We have some more changes that we are making to the blog links found to the right. One is coming off the list and replaced with another blog by the same artist and we’re adding some new ones.
Christopher Rico as ended his blog, Machinations of a Distracted Mind, but he also does a studio blog called Working Space (http://workingspacerico.blogspot.com) which is mostly a photo blog, but does carry some comments from time to time. Rico’s blog, MDM, was giving readers a view at an artist working and living in a small town in South Carolina (Clinton, SC) with a big city drive. MDM was one of our first blog links almost two years ago – I’ll miss it. He has hinted at offering some guest entries to Carolina Arts Unleashed and I hope he does.
We’re adding a blog I discovered a few weeks ago – it is just the kind I like as it is not just the blog of an individual artist, but also does a good job of covering the visual arts scene of a certain area. If you know of any such blogs in the Carolinas – let us know about them. We’re always looking to broaden the view we offer readers of the Carolinas’ visual art scene.
This blog is Art Seen Asheville (http://artseenasheville.blogspot.com), written by Ursula Gullow. What I like about it is that Gullow is not a native so she is not influenced by the Asheville, NC, hype. She arrived on the scene six years ago and has lived in other art communities, but I think she offers an interesting view of what’s going on there. One ofher latest entries gives artists wondering about moving there a good rundown of what the community is like for an artist – at least a visual artist.
Having pulled Carolina Arts out of Asheville (due to a lack of support) long before Gullow moved there – she fills in a view of the city after I stopped going there. We still include the area on our website version of our paper and receive regular press releases from the area, but I have to scratch my head every time the name comes up.
At least every other month I get a call from someone from there that discovered Carolina Arts somewhere else in the Carolinas and wonders why we don’t include Asheville in the printed paper. I have a well-practiced explanation and remedy – which everyone agrees with and then I never hear from them again. Most really get frustrated when they learn that every month I drive within 25 miles of Asheville to deliver papers to Hendersonville, NC, and then turn around and drive back down the mountains to Tryon, NC, and then Spartanburg, SC. Business is business.
Speaking of Spartanburg, we’re adding the blog of Carol Beth Icard (http://carolbethicard.blogspot.com) of Spartanburg, SC. She is a visual artist who also works at MYST Gallery, a sister gallery to Carolina Gallery. Both are located across from each other on Morgan Square in downtown Spartanburg.

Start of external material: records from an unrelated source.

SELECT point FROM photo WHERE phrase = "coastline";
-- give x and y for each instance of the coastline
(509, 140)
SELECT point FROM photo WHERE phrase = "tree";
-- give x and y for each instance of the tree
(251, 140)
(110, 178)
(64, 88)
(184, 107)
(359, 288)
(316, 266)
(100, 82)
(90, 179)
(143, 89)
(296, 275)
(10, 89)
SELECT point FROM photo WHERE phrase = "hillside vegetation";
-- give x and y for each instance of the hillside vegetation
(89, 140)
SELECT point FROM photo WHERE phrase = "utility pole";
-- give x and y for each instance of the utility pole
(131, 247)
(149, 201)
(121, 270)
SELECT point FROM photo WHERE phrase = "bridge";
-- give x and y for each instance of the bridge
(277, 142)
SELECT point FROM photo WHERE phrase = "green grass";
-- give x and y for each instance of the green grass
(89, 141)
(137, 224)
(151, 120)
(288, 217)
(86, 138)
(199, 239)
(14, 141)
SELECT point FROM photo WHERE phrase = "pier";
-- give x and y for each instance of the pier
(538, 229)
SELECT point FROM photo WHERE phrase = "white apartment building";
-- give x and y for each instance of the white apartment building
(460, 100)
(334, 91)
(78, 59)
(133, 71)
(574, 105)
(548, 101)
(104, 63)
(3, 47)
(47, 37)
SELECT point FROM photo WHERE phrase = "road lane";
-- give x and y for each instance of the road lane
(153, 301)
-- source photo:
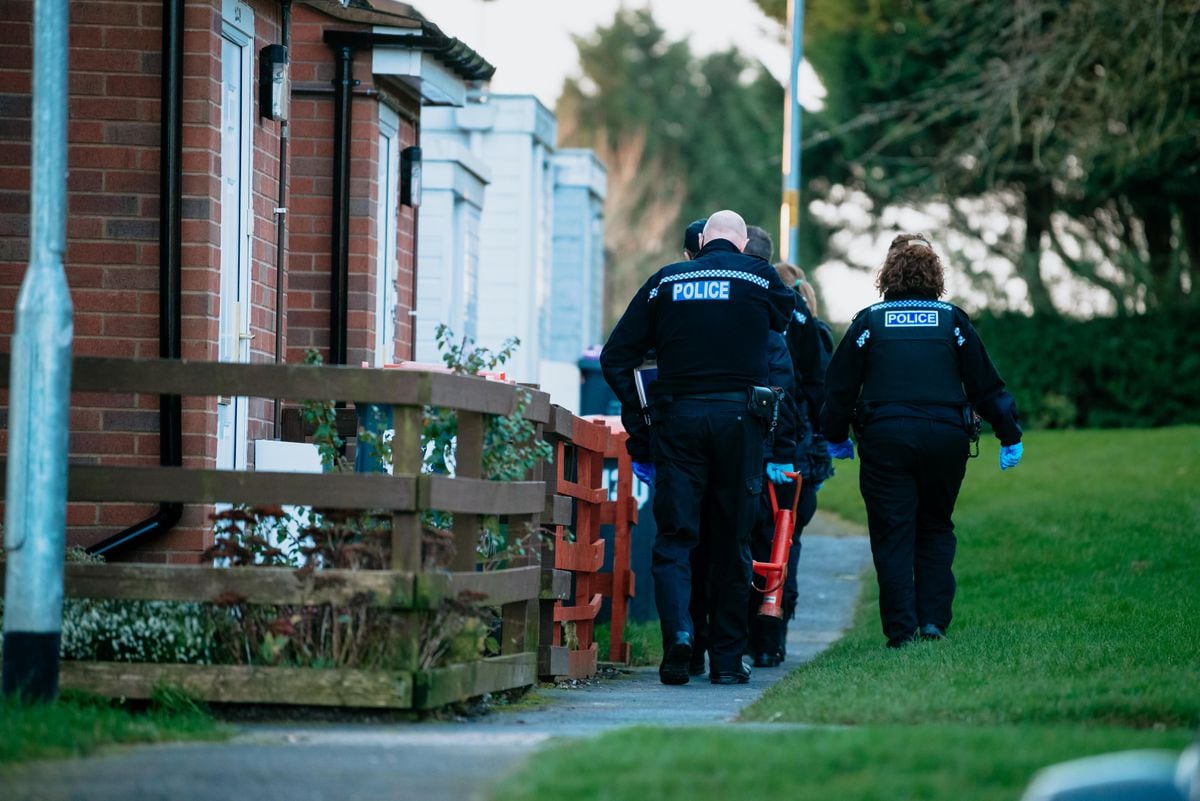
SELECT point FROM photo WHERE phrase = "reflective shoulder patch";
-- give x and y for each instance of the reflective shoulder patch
(922, 318)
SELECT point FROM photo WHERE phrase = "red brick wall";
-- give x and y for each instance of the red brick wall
(112, 257)
(311, 204)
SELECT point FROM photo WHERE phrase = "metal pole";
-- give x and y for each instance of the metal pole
(790, 210)
(39, 407)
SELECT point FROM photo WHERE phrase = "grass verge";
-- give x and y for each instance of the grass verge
(79, 723)
(1074, 634)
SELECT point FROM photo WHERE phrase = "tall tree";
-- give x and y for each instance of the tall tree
(1079, 119)
(683, 137)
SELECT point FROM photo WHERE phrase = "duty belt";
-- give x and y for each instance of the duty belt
(741, 395)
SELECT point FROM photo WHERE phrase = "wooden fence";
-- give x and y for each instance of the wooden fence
(526, 594)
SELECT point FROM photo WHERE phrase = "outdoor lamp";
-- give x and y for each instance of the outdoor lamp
(411, 176)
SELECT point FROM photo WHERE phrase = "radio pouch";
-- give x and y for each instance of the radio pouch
(763, 403)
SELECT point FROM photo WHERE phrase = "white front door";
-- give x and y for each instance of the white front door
(387, 208)
(237, 60)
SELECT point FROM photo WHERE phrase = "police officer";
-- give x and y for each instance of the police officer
(907, 373)
(707, 320)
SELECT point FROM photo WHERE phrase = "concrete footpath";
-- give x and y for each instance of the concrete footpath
(454, 760)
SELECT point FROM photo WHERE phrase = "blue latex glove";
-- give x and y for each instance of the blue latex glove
(775, 471)
(1011, 456)
(840, 450)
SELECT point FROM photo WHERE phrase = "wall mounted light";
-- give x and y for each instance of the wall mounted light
(411, 176)
(274, 83)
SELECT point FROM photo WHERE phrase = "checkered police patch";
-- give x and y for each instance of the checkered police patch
(910, 319)
(707, 276)
(700, 290)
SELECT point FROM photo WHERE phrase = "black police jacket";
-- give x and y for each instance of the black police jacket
(913, 356)
(707, 323)
(810, 357)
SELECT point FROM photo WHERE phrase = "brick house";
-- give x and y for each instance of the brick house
(179, 239)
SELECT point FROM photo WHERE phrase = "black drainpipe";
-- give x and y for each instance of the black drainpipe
(281, 228)
(171, 158)
(340, 254)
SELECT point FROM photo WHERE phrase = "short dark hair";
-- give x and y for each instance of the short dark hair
(911, 267)
(691, 235)
(759, 244)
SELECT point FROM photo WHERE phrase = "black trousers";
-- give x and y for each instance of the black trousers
(708, 475)
(910, 477)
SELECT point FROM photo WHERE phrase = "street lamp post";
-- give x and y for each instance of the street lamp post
(790, 210)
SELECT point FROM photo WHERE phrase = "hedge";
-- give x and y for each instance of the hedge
(1099, 373)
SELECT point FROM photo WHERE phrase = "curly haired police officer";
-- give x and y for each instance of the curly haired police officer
(707, 320)
(907, 374)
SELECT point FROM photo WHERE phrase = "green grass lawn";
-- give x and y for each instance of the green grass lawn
(78, 723)
(1075, 633)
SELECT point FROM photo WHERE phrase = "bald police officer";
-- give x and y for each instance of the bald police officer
(707, 320)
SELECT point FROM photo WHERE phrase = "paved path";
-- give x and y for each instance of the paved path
(450, 760)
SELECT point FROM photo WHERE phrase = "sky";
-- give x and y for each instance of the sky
(529, 41)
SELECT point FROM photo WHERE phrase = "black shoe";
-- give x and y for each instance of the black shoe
(738, 676)
(933, 631)
(676, 658)
(768, 660)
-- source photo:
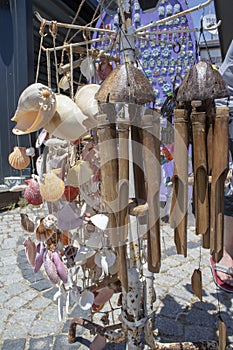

Icard’s blog is another opportunity to follow an artist’s regular life – not just the art side. It’s a side most of the public never sees and seems to not understand.
I’m also adding the blog, Tilting Windmills (http://david-tiltingwindmills.blogspot.com), written by David Halsey. Does that name sound familiar? His mother and father were Corrie McCallum and William Halsey of Charleston, SC – two of my favorite artists over the years. He is running The McCallum-Halsey Foundation and is also a thinker and writer, who I hope will write more once people start following his blog. Not all blogs are daily journals. He has also been a potter and photographer in other lives and member of an artistic family – so his experiences in the art world are reflected from within the Carolinas and from outside. Meaning, although he has lived within the Charleston hype for many years – he’s been elsewhere and has seen other worlds – unlike some in Charleston who seem to have never been anywhere else – it’s the only reason I can explain their overuse of the phrase – world-class.
So, check these blogs out, I know I will be from time to time to expand my view of the Carolinas’ art scene.